SAML の仕様では、次の 3 つのエンティティが定義されています。
- プリンシパル(Edge UI ユーザー)
- サービス プロバイダ(Apigee SSO)
- ID プロバイダ(SAML アサーションを返す)
SAML が有効な場合、プリンシパル(Edge UI ユーザー)がサービス プロバイダ(Apigee SSO)にアクセスをリクエストします。Apigee SSO はそれを受けて(SAML サービス プロバイダとしてのロールで)SAML IDP に ID アサーションをリクエストし、これを取得します。さらに、そのアサーションを使用して、Edge UI へのアクセスに必要な OAuth2 トークンを作成します。その後、ユーザーは Edge UI にリダイレクトされます。
このプロセスは次のとおりです。
処理の説明:
- ユーザーが Edge UI のログイン URL にリクエストして、Edge UI にアクセスしようとします。例:
https://edge_UI_IP_DNS:9000 - 未認証リクエストは SAML IDP にリダイレクトされます。例: https://idp.customer.com。

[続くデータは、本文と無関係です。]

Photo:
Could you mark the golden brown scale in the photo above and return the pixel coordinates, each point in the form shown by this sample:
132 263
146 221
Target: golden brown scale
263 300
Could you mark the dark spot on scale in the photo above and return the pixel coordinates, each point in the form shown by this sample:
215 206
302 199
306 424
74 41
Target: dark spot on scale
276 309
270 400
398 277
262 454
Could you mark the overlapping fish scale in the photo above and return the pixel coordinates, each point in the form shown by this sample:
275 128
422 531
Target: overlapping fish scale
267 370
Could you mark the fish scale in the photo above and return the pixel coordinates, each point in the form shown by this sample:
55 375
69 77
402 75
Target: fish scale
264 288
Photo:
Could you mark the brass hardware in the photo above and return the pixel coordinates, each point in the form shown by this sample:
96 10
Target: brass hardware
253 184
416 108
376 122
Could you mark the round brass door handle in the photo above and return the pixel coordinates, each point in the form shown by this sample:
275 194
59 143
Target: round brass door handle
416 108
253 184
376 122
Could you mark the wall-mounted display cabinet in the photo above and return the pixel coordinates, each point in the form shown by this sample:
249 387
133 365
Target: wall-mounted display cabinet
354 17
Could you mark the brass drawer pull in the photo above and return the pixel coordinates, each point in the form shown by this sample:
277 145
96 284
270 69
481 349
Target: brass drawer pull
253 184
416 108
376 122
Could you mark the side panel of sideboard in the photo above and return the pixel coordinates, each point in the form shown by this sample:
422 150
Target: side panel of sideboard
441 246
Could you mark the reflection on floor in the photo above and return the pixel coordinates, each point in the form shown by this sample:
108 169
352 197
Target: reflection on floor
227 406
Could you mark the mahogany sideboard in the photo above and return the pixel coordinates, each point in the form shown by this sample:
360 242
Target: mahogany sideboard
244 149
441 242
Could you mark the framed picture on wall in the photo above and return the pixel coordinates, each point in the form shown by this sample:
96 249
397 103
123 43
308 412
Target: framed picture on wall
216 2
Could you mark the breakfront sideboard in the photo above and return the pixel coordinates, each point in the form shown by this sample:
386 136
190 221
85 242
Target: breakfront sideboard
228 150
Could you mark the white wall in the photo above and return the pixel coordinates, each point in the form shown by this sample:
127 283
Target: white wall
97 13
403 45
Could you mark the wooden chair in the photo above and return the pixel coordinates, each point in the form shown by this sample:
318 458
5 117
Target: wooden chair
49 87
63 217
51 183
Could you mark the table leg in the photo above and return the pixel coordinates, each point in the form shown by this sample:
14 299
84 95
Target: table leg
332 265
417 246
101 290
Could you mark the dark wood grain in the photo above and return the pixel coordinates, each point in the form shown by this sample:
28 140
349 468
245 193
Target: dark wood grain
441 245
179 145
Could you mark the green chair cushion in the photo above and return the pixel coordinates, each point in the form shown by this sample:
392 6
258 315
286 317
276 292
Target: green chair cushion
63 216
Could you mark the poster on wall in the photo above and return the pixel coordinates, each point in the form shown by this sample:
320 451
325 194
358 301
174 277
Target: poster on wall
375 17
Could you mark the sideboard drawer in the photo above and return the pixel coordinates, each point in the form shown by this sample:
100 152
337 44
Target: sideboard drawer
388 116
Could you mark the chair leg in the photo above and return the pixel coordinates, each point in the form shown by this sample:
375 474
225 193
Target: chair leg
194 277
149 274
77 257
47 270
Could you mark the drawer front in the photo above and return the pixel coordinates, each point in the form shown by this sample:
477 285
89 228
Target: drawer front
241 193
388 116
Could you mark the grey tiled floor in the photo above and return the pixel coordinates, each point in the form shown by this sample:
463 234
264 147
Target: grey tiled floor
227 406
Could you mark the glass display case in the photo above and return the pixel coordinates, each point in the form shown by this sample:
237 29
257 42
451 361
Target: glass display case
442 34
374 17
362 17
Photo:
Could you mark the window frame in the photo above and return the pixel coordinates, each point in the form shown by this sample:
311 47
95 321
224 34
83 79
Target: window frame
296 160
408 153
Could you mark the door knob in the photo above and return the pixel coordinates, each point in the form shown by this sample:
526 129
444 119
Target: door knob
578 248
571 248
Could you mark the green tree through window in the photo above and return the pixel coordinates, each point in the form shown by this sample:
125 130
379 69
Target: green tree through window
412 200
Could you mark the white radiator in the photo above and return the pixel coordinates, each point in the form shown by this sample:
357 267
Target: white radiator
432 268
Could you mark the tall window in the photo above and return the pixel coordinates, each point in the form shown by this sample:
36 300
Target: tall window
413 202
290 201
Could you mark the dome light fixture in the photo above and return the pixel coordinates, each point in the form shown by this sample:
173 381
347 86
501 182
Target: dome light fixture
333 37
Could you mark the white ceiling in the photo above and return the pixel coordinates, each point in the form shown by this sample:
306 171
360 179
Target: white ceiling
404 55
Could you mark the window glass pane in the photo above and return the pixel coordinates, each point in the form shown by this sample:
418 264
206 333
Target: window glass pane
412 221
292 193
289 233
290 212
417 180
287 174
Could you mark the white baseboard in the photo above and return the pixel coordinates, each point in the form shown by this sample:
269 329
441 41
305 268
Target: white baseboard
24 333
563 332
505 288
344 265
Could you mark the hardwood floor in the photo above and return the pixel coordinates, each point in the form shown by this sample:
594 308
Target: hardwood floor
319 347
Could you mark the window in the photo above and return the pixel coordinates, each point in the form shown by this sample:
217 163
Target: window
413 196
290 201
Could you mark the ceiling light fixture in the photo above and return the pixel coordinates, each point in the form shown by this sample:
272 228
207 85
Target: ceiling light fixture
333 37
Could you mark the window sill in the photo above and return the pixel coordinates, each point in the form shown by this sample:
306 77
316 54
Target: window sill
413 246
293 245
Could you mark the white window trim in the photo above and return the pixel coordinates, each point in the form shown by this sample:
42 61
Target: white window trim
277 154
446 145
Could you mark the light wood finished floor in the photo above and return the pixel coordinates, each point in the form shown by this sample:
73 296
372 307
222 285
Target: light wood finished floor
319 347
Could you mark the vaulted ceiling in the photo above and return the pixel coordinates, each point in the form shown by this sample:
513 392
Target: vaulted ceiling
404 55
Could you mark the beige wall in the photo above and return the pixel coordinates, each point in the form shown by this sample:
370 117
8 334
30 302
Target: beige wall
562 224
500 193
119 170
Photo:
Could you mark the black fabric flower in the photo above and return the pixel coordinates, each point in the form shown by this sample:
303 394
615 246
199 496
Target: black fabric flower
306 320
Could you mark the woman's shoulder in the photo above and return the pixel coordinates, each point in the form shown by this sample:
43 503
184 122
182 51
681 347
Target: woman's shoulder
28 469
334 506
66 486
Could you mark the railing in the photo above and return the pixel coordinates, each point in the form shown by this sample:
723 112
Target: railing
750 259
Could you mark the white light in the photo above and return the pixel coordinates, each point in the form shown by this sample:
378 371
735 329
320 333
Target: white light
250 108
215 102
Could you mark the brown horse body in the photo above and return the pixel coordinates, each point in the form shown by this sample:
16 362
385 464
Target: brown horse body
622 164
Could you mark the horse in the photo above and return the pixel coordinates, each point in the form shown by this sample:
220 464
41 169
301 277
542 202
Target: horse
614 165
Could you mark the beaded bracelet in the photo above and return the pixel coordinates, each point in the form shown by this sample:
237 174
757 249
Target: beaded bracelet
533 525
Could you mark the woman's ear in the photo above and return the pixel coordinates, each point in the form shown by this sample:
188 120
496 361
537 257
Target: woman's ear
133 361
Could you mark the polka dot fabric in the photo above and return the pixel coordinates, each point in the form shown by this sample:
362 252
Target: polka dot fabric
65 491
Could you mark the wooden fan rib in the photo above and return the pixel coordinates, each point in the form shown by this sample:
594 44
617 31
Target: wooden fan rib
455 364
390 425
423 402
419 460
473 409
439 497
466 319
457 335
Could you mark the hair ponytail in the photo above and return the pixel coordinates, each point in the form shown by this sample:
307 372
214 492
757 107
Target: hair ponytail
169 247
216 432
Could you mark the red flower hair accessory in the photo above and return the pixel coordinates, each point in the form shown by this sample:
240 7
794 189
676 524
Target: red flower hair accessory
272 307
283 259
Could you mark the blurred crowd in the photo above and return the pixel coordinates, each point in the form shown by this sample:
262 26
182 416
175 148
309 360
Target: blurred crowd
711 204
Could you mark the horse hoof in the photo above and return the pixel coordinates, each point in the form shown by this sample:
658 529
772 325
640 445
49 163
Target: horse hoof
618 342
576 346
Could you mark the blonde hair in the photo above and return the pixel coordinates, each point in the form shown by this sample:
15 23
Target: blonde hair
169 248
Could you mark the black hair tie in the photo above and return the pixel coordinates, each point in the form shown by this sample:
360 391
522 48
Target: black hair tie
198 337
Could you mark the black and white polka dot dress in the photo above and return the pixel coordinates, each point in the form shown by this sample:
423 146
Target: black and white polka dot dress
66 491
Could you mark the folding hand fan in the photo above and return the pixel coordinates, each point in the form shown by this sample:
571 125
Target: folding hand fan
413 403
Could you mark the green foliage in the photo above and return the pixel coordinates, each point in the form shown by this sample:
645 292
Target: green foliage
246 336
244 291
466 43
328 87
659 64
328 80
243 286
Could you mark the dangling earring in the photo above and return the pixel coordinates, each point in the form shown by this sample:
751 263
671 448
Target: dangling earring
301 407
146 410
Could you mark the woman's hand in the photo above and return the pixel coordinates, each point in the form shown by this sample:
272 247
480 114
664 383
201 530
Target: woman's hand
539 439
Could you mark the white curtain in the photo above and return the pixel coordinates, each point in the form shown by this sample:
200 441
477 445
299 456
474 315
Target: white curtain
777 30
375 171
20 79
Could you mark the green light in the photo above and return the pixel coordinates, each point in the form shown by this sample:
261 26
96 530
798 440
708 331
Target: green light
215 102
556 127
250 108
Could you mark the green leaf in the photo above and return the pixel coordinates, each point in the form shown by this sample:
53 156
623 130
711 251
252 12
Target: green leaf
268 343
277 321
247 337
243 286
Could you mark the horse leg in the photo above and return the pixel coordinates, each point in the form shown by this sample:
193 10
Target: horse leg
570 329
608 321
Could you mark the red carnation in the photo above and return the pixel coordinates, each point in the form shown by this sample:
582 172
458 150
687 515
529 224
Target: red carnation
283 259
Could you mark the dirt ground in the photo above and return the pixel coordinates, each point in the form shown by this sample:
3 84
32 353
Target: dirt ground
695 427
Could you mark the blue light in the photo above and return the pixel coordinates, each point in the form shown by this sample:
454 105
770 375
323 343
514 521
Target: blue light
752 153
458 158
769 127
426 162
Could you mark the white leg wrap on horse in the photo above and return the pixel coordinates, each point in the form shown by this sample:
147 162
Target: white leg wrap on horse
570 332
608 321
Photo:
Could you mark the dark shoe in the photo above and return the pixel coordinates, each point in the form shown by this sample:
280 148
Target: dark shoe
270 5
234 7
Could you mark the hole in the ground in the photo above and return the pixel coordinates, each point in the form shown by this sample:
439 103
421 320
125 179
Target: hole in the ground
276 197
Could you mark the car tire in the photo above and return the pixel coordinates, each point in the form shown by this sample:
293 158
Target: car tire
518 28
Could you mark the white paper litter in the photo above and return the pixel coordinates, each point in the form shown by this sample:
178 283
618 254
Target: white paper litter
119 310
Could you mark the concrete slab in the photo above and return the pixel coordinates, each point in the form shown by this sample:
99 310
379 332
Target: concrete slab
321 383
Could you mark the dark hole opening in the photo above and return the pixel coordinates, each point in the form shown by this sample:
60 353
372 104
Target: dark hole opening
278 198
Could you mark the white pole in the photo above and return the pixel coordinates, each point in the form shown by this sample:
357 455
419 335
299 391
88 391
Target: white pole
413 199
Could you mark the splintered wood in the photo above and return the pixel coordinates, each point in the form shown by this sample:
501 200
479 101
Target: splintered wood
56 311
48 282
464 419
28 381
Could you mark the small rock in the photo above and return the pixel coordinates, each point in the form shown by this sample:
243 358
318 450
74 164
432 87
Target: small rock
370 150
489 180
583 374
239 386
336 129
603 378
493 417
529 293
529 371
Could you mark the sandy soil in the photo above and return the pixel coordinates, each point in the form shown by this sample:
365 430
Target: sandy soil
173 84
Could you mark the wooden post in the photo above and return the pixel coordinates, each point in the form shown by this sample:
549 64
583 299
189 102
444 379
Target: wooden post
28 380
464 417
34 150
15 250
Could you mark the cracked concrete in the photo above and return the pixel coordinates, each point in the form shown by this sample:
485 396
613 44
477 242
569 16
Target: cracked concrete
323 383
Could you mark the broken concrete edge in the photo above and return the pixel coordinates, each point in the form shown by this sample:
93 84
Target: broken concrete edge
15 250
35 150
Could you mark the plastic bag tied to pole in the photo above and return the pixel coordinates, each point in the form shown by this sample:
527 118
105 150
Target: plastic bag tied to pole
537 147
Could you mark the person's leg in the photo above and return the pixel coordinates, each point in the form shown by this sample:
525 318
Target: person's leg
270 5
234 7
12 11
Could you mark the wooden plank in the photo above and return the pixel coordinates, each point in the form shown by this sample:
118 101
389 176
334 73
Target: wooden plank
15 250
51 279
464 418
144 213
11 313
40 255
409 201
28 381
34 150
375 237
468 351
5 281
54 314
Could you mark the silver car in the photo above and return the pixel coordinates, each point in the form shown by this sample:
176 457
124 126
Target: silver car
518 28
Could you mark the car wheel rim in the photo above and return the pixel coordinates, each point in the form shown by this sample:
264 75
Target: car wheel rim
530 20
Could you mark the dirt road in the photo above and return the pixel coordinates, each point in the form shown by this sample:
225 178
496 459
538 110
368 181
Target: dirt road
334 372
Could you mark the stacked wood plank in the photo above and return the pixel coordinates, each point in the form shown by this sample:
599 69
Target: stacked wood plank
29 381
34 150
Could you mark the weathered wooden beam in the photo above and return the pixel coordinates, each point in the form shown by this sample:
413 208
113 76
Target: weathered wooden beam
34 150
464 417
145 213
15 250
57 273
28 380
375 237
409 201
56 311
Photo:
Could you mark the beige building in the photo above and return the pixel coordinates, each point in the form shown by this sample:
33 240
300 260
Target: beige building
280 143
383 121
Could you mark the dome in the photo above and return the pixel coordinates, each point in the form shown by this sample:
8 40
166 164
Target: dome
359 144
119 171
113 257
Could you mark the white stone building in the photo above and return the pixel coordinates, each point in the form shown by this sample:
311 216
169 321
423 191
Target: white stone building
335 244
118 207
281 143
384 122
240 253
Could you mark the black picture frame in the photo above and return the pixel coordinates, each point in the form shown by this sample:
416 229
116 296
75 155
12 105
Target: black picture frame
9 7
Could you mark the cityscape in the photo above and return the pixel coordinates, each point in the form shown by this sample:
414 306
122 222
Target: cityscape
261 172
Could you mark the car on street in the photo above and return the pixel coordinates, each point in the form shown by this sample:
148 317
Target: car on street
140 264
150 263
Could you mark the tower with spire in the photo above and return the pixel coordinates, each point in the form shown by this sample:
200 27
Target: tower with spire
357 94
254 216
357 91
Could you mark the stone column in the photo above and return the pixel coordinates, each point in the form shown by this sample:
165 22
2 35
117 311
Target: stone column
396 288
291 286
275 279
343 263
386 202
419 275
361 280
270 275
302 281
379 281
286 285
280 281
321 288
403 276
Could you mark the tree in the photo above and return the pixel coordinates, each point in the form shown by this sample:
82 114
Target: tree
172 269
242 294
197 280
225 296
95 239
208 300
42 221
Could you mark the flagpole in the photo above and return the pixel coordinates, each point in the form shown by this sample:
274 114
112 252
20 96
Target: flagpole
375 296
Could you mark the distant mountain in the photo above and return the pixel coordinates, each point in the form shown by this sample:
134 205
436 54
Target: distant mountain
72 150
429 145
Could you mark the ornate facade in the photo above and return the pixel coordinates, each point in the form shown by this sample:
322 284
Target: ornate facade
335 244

- ユーザーがまだ IDP にログインしていない場合は、ログインするよう求められます。
SAML IDP によって認証されている。
SAML IDP は SAML 2.0 アサーションを生成し、それを Apigee SSO モジュールに返します。
- Apigee SSO がアサーションを検証し、アサーションからユーザー ID を抽出して Edge UI 用の OAuth2 認証トークンを生成します。その後、次の URL からメインの Edge UI ページにユーザーをリダイレクトします。
https://edge_ui_IP_DNS:9000/platform/orgName
ここで、orgName は Edge 組織の名前です。